For the billions stuck at home during the global effort to flatten the curve, gaming is a welcome escape. But it’s also a bandwidth-heavy one, and Microsoft, Sony and others are working to make sure that millions of people downloading enormous games don’t suck up all the bandwidth. Don’t worry, though, it won’t affect your ping.
A blog post by content delivery network Akamai explained a few things it is doing to help mitigate the tidal wave of traffic that the internet’s infrastructure is experiencing. Although streaming video is of course a major contributor, games are a huge, if more intermittent, burden on the network.
Akamai is “working with leading distributors of software, particularly for the gaming industry, including Microsoft and Sony, to help manage congestion during peak usage periods.
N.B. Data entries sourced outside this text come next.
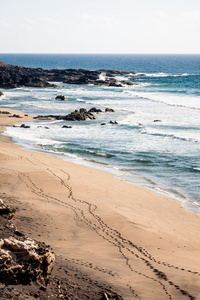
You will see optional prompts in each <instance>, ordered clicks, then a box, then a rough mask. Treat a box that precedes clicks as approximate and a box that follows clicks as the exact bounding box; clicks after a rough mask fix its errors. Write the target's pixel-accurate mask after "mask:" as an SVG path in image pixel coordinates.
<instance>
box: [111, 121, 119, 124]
mask: <svg viewBox="0 0 200 300" xmlns="http://www.w3.org/2000/svg"><path fill="white" fill-rule="evenodd" d="M109 123H110V124H118V123H117V121H110V122H109Z"/></svg>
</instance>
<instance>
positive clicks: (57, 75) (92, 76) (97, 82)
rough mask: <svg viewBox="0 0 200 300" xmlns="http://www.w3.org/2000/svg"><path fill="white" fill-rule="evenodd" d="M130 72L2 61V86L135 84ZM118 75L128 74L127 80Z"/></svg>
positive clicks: (0, 71) (0, 73) (133, 72)
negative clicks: (63, 69) (118, 76)
mask: <svg viewBox="0 0 200 300" xmlns="http://www.w3.org/2000/svg"><path fill="white" fill-rule="evenodd" d="M129 74H130V72H124V71H116V70H96V71H90V70H84V69H78V70H77V69H66V70H63V69H52V70H44V69H42V68H25V67H21V66H15V65H9V64H6V63H4V62H1V61H0V88H3V89H10V88H18V87H23V86H31V87H56V84H53V83H51V82H62V83H69V84H93V85H105V86H115V87H121V86H124V85H133V84H134V83H133V82H132V81H130V80H129ZM131 74H134V72H131ZM116 76H126V77H127V80H120V81H119V80H117V79H116ZM131 80H133V78H131Z"/></svg>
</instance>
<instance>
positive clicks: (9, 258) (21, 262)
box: [0, 199, 55, 285]
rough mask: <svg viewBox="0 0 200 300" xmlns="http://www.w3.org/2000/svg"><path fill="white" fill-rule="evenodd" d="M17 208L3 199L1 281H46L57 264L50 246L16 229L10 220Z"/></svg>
mask: <svg viewBox="0 0 200 300" xmlns="http://www.w3.org/2000/svg"><path fill="white" fill-rule="evenodd" d="M14 213H15V210H13V209H11V208H10V207H9V206H7V205H5V204H4V202H3V200H2V199H0V232H1V239H0V282H3V283H5V284H6V285H7V284H15V285H16V284H29V283H31V282H32V281H38V282H44V283H46V282H47V281H48V280H49V275H50V274H51V272H52V269H53V267H54V264H55V255H54V253H53V251H52V249H51V248H50V246H47V245H45V244H44V243H42V242H38V241H35V240H33V239H30V238H28V237H26V236H25V235H24V234H23V233H21V232H19V231H18V230H17V229H16V226H15V225H14V224H13V223H12V221H11V219H12V217H13V216H14Z"/></svg>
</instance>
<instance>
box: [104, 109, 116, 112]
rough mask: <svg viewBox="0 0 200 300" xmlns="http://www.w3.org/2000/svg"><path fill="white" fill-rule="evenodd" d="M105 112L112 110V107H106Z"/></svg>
mask: <svg viewBox="0 0 200 300" xmlns="http://www.w3.org/2000/svg"><path fill="white" fill-rule="evenodd" d="M105 112H114V109H112V108H106V109H105Z"/></svg>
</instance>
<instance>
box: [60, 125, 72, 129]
mask: <svg viewBox="0 0 200 300" xmlns="http://www.w3.org/2000/svg"><path fill="white" fill-rule="evenodd" d="M62 128H72V126H67V125H63V126H62Z"/></svg>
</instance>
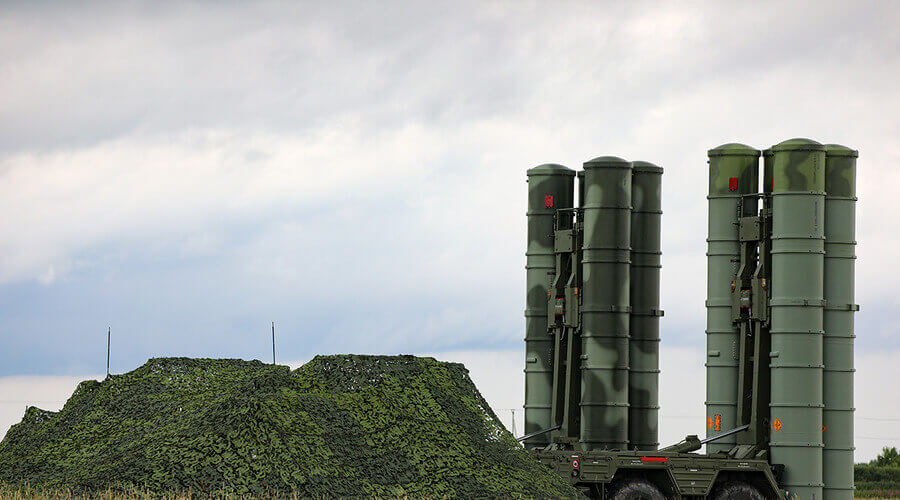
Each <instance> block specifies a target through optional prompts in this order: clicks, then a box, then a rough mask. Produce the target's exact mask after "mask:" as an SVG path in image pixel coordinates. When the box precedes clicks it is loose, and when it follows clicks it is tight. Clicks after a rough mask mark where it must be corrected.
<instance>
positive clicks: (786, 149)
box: [772, 137, 825, 153]
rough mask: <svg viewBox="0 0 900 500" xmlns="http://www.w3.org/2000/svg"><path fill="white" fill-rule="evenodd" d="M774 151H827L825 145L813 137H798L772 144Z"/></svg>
mask: <svg viewBox="0 0 900 500" xmlns="http://www.w3.org/2000/svg"><path fill="white" fill-rule="evenodd" d="M772 151H774V152H776V153H777V152H779V151H825V146H823V145H822V144H821V143H818V142H816V141H814V140H812V139H804V138H802V137H798V138H796V139H788V140H786V141H784V142H780V143H778V144H776V145H774V146H772Z"/></svg>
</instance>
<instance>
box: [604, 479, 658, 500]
mask: <svg viewBox="0 0 900 500" xmlns="http://www.w3.org/2000/svg"><path fill="white" fill-rule="evenodd" d="M612 499H613V500H666V497H665V495H663V494H662V492H661V491H659V488H657V487H656V486H654V485H653V483H650V482H648V481H645V480H643V479H626V480H625V481H624V482H622V483H620V485H619V487H617V488H616V490H615V493H613V495H612Z"/></svg>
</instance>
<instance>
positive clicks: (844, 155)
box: [825, 144, 859, 158]
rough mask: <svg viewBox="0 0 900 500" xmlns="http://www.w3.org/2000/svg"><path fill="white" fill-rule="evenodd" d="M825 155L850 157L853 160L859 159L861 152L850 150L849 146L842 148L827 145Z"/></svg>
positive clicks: (854, 150) (835, 146)
mask: <svg viewBox="0 0 900 500" xmlns="http://www.w3.org/2000/svg"><path fill="white" fill-rule="evenodd" d="M825 154H826V155H828V156H850V157H852V158H858V157H859V151H856V150H855V149H850V148H848V147H847V146H841V145H840V144H826V145H825Z"/></svg>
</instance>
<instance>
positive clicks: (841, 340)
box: [822, 144, 859, 500]
mask: <svg viewBox="0 0 900 500" xmlns="http://www.w3.org/2000/svg"><path fill="white" fill-rule="evenodd" d="M857 156H859V154H858V153H857V152H856V151H854V150H852V149H850V148H847V147H844V146H838V145H837V144H829V145H827V146H825V282H824V297H825V311H824V315H823V322H824V330H825V338H824V343H823V346H822V349H823V351H822V355H823V359H824V361H825V373H824V380H823V381H822V383H823V387H822V391H823V393H822V395H823V399H824V403H825V409H824V410H823V412H822V425H823V426H824V427H823V428H822V439H823V442H824V444H825V449H824V452H823V455H822V478H823V480H824V482H825V488H824V489H823V491H822V493H823V498H825V500H838V499H842V500H852V498H853V450H854V447H853V372H854V368H853V338H854V334H853V315H854V311H856V310H858V309H859V306H857V305H856V304H855V303H854V300H855V297H854V288H855V287H854V278H855V263H856V241H855V240H856V158H857Z"/></svg>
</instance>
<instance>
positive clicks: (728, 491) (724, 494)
mask: <svg viewBox="0 0 900 500" xmlns="http://www.w3.org/2000/svg"><path fill="white" fill-rule="evenodd" d="M713 498H714V500H765V498H764V497H763V496H762V493H760V492H759V490H758V489H756V488H755V487H753V486H750V485H749V484H747V483H741V482H734V483H726V484H724V485H722V487H721V488H718V489H717V490H716V494H715V496H713Z"/></svg>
This is very important for gaming software downloads, which account for large amounts of internet traffic when an update is released,” the post reads.
Take the new “Call of Duty: Warzone” battle royale game, released last week for free and seeing major engagement. If you didn’t already own the latest CoD title, Warzone was a more than 80-gigabyte download, equivalent to dozens of movies on Netflix . And what’s more, that 80 gigs was likely downloaded at the maximum bandwidth home connections provided; streaming video is limited to a handful of megabits over the duration of the media, nowhere close to saturating your connection.
And Warzone isn’t alone — there are tons of high-profile games being released at a time when many people have nothing to do but sit at home and play games — PC game platform Steam posted a record 20 million concurrent players the other day, and one analysis saw a 400% increase in gaming traffic. So gaming is bigger than ever, while games are bigger than ever themselves.
As a result, gaming downloads will be throttled for the foreseeable future, at least in some markets. “Players may experience somewhat slower or delayed game downloads,” wrote Sony Interactive Entertainment CEO Jim Ryan in a brief blog post. I’ve asked Microsoft, Nintendo and Valve for comment on their approach as well.
It’s important to note that this should not apply to the rest of the gaming experience. Unlike downloading games, playing games is a remarkably low-bandwidth task — it’s important for packets to be traded quickly so players are in sync, but there aren’t a lot of them compared with even a low-resolution streaming video.
The best thing to do is to set your games to be downloaded overnight, as local infrastructure will be less taxed while everyone in your region is asleep. If you have downloads or updates coming during the day, don’t be surprised if they take longer than usual or are queued elsewhere.